Nada que ver con mi primer día de colegio, por cierto; que debió de ser un trauma tanto para mí como para mis padres. Lloré como si me estuvieran matando (ya me olía lo que venía). Resulta curioso que, cuando pienso en los comentarios que hacían mis primos más mayores, o en lo que después yo le preguntaba a los niños más pequeños que empezaban la escuela, siempre se daba por supuesto que, el empezar a acudir al colegio era, más que nada, un rito de iniciación. Algo que tenía que doler. Recuerdo haber preguntado “Pero, ¿Has llorado, o no?”. El colegio fue para mí la experiencia de la soledad. Y la soledad, siempre duele.
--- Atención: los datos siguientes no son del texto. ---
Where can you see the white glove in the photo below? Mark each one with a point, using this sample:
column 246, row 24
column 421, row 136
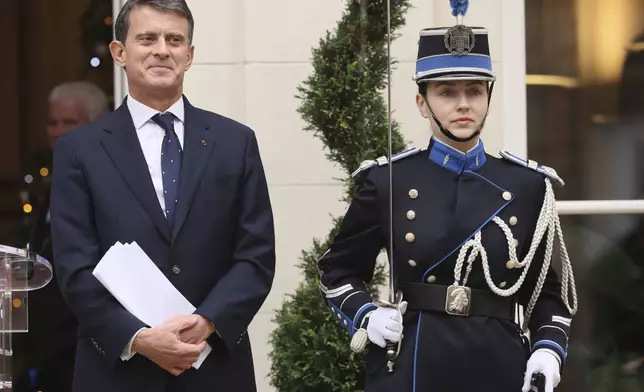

El otro día estuve con mi amigo C. (tan bueno es su alemán, y tan larga su estancia aquí que ya es más austriaco que español) y con otros amigos austriacos y celtíberos. Y salió este tema, el de la soledad.
Va en las personas, claro. Pero tengo para mí que la gente del sur es mucho más gregaria. A veces, para mal. Entre nosotros tiene la soledad muy mala reputación. Desde la soltería de las mujeres (“A la lima y al limón, tú no tienes quien te quiera/ A la lima y al limón, te vas a quedar soltera”) hasta la soledad en los hospitales. Para todas las cosas de la vida, la gente del sur teme estar sola. Teme enfrentarse sin refuerzos morales a situaciones de conflicto.
No dudo que los austriacos también teman encontrarse sin perrito que les ladre, pero sin duda su actitud es muchísimo más valiente. Por ejemplo, en Viena, hay muchísimos ancianos que viven solos. Que viven solos y que, mientras pueden, se lo hacen todo solos. Ves a las señoras con el andador por la calle, con una cestita colgada en la que llevan la mínima compra, o las medicinas. Mujeres, particularmente, orgullosas de su propia independencia; a las que les gusta cerrar la puerta de su wohnung y sentirse señoras de su propio castillo.
Sin embargo, para decir la verdad, tengo que consignar aquí que la generación joven expresa, en la mayoría de los casos, cierta envidia por lo que ellos consideran una virtud de las sociedades mediterráneas. La estructura social que nos mantiene apegados a la tierra y que, en cierto modo, es el tema de películas como “Volver”, de Pedro Almodóvar. Los defensores de esta costumbre nuestra, que puede llegar a ser muy asfixiante, aducen que en Austria se dan unas tasas de suicidio muy altas y que, quizá, la gente se quitaría menos de en medio si tuviese un hombro en el que depositar las lágrimas.
Una de las consecuencias más evidentes (y, sobre todo al principio) más dolorosas de la inmigración es que uno pierde toda la estructura social que le acompaña cuando está en su país. Padres, madres, amigos, compañeros de trabajo, compañeros de estudio, el tendero que te atiende, el pobre que te pide, el kiosquero que te vende el periódico, todos, desaparecen en un sumidero que te deja desnudo. Frente a frente contigo mismo. Dependiente solo de tus propios recursos. Para quien no está acostumbrado, como fue mi caso, resulta una experiencia sumamente reveladora y, al mismo tiempo, desasosegante. Como si se perdiera a toda la familia en una catástrofe. Poco a poco, hay que empezar a reconstruir el tejido social perdido, a generar lo que te falta. No hay que desesperarse, sin embargo, porque, a poco que uno se ponga, tras la travesía del desierto, aparecen los nuevos amigos y la familia, de todas formas, no se pierde nunca, como parece. Están más lejos, quizá te ayudan de otra forma, pero no se pierde.
Y, en el camino, uno gana lo que aprende de sí mismo.